Eating Chester

May 13th, 2008

If seafood is best eaten 100 metres from the ocean, imagine scallops harvested from an ocean farm and eaten on the boat within minutes.

Scallop farmer Duncan Bates and Tempest Chef Michael Howell teamed up to dazzle a TV crew — and me — with the freshest seafood we’ve ever enjoyed. The Nova Scotia launch of my book, Apples to Oysters: A Food Lover’s Tour of Canadian Farms, could not have been more delicious.

After Duncan pulled a few dozen farmed scallops from the lantern nets, Michael and I got shucking, discarding mantel, frills and digestive sac but leaving the gonad attached. Though the gonad of the scallop is a delicacy in Asia — akin to lobster roe or caviar — most folks in Canada’s east coast eat only the white pillow of meat, or adductor. What a shame.

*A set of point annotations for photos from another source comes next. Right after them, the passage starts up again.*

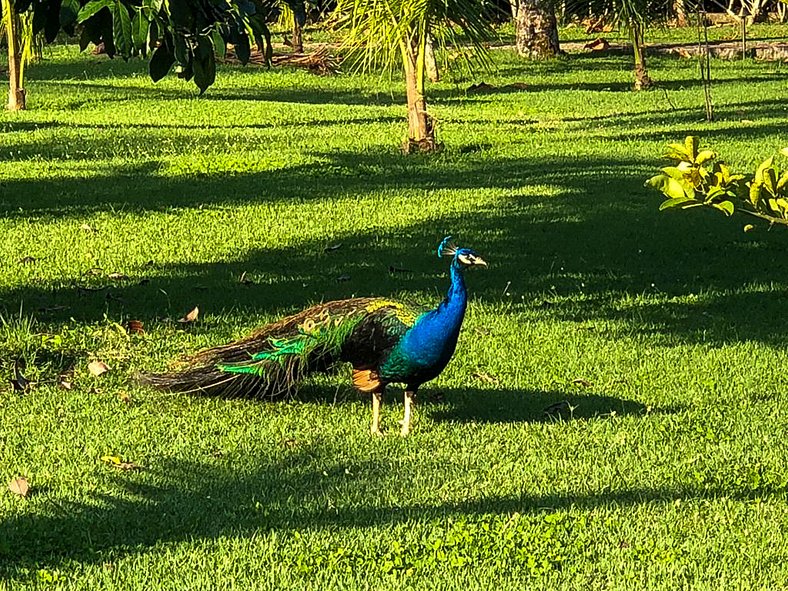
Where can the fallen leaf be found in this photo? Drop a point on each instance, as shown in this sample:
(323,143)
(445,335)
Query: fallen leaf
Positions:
(485,377)
(191,316)
(19,486)
(97,367)
(598,44)
(117,462)
(393,269)
(135,327)
(55,308)
(19,383)
(480,87)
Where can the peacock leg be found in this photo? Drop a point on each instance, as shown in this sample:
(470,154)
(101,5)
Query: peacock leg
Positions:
(377,398)
(410,401)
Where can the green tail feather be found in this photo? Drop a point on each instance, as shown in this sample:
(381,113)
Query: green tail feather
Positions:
(273,360)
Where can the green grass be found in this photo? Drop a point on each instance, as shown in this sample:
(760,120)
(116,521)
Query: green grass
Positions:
(666,471)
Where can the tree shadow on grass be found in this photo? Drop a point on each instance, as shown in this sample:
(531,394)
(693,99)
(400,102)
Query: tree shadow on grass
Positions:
(578,256)
(176,501)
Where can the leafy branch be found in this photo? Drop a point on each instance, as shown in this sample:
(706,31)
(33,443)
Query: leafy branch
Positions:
(699,179)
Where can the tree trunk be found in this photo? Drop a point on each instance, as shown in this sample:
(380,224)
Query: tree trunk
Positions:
(536,29)
(421,132)
(16,93)
(680,12)
(430,63)
(642,79)
(297,41)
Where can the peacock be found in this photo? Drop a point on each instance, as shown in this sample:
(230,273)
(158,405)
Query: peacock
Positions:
(384,340)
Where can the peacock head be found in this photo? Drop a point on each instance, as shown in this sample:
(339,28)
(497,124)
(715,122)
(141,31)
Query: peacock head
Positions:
(462,258)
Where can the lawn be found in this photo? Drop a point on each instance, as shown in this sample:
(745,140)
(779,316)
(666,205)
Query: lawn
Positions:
(664,334)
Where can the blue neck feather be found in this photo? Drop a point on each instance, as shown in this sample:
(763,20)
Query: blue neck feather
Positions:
(428,346)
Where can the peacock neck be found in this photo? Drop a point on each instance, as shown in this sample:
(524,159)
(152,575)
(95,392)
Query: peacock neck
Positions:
(457,297)
(451,311)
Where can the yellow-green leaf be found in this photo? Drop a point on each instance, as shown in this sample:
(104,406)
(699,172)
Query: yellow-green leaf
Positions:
(726,206)
(691,147)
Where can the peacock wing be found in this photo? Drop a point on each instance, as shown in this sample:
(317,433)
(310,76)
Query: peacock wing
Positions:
(383,325)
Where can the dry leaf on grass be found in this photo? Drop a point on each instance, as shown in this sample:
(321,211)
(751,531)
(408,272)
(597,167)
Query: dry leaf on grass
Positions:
(117,462)
(485,377)
(191,316)
(97,367)
(135,327)
(19,486)
(598,44)
(19,383)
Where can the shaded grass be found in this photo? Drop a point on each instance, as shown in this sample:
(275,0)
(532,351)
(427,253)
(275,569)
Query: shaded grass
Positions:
(663,469)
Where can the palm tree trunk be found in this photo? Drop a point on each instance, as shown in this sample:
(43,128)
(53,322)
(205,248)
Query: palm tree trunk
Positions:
(536,30)
(642,79)
(680,12)
(431,63)
(13,30)
(297,41)
(421,133)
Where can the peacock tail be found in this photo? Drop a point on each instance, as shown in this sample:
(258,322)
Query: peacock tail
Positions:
(272,361)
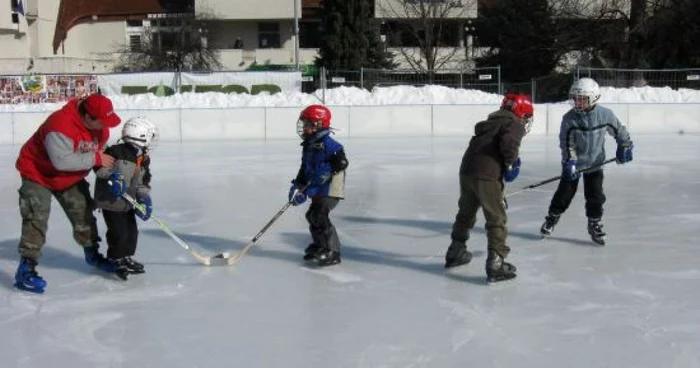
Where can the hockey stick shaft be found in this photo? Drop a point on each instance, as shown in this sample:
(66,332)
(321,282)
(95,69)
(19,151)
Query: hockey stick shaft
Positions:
(233,259)
(203,259)
(238,256)
(547,181)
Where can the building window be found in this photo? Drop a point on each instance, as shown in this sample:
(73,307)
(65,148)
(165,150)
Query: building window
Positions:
(135,42)
(134,23)
(310,35)
(268,35)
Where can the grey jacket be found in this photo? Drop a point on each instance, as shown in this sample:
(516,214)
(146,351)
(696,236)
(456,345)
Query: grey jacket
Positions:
(582,136)
(134,166)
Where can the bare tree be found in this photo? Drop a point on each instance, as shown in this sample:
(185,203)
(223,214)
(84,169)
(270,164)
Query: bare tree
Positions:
(426,33)
(610,32)
(173,43)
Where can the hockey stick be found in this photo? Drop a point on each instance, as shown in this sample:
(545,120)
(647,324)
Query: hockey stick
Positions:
(543,182)
(205,260)
(235,258)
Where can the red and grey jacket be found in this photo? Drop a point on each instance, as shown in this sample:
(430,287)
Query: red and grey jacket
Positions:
(62,151)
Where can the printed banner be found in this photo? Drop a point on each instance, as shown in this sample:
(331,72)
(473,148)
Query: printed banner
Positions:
(166,84)
(45,88)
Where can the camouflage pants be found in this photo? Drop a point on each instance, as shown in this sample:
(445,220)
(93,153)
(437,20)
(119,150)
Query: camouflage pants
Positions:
(35,207)
(487,195)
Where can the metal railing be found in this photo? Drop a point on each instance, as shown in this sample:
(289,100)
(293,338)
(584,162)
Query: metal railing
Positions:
(626,78)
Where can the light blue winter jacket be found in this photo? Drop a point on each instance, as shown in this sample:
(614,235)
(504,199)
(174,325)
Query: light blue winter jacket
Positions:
(582,136)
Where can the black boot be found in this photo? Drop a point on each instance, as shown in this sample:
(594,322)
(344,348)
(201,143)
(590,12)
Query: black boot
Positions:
(327,257)
(133,265)
(595,230)
(550,221)
(457,255)
(497,269)
(120,268)
(310,251)
(93,257)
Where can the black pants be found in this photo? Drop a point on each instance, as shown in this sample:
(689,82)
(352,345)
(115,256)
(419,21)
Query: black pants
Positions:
(592,190)
(322,230)
(122,233)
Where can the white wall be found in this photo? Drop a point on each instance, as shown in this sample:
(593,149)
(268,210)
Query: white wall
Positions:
(182,125)
(248,9)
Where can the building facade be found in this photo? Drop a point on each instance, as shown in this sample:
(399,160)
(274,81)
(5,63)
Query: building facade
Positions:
(84,36)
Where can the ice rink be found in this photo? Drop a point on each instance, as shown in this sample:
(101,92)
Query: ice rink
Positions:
(632,303)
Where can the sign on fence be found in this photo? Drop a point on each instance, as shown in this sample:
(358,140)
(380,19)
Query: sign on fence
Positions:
(46,88)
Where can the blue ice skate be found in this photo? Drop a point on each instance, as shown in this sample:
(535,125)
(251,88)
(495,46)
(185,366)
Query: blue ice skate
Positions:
(27,278)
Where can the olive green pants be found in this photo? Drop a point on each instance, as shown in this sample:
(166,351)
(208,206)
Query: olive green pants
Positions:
(35,208)
(487,195)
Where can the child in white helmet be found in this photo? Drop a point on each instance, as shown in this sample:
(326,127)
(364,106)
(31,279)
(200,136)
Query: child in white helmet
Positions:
(582,142)
(130,174)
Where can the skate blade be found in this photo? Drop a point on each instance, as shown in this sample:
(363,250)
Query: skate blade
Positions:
(494,279)
(23,287)
(122,274)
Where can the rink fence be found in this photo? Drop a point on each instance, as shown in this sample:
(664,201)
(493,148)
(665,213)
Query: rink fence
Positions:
(190,124)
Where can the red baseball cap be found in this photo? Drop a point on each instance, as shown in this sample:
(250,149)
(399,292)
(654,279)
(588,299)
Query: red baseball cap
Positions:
(100,107)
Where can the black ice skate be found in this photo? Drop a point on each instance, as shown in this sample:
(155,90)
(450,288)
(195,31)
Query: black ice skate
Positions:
(498,269)
(310,251)
(120,268)
(595,229)
(327,257)
(457,255)
(134,266)
(550,221)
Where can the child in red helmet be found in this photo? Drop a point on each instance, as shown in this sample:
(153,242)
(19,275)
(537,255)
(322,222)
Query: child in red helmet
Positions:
(321,177)
(492,157)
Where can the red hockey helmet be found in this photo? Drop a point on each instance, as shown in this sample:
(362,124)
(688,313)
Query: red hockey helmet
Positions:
(312,119)
(521,106)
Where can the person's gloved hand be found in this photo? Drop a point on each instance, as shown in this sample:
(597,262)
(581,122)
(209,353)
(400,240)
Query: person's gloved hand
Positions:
(512,171)
(117,185)
(147,205)
(570,170)
(624,153)
(296,196)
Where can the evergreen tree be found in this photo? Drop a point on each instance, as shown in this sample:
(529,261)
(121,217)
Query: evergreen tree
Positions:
(522,37)
(351,41)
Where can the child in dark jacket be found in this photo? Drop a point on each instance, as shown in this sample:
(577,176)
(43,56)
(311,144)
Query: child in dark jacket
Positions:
(321,177)
(493,156)
(130,174)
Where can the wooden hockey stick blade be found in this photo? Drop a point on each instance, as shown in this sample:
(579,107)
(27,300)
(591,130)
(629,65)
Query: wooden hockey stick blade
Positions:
(203,259)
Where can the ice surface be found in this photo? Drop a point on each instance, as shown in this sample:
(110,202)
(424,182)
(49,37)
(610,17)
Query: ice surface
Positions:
(632,303)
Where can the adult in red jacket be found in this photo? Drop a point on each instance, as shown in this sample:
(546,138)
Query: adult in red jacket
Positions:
(54,163)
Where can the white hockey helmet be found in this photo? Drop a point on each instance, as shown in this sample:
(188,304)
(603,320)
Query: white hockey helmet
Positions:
(140,132)
(584,94)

Red tide or PST can collect in the gonad, unlike the meat, but Duncan grows his scallops in an ocean bay that is generally free of red tide and the water is tested extensively to ensure his scallops are safe.

But beyond being able to eat the pretty and tasty gonad, there are other advantages to serving farmed scallops. A farmer can harvest them in the morning and have them on your plate that night, with the adductor still flickering, they are that fresh. And you can eat these scallops guilt free as farming has virtually no impact on the ocean compared to the wild scallop fishery, which involves extensive and damaging dragging of the ocean floor.

Chef Michael Howell knows all this. He only serves sustainable seafood at his excellent Tempest in Wolfville and farmed scallops are a signature dish. On this sunny spring day, Michael fired up a Bunsen burner, sautéed the scallops and gonads then returned them to a half shell and drizzled them with a beurre blanc accented with chives he had picked from his garden that morning.

The scallops were so delicious, Duncan and I could not stop grinning as we ate, while CTV’s Live at Five host Liz Rigney cursed the shellfish allergy that prevented her from diving into this scallop feast.

And Michael was just getting going. He followed up with a scallop ceviche (with passion fruit and fresh ginger flavouring the lime juice) and a stupendously yummy scallop chowder.

As we motored back to shore, bellies full of scallops, we had the happy feeling of being at one with the sweet spring ocean.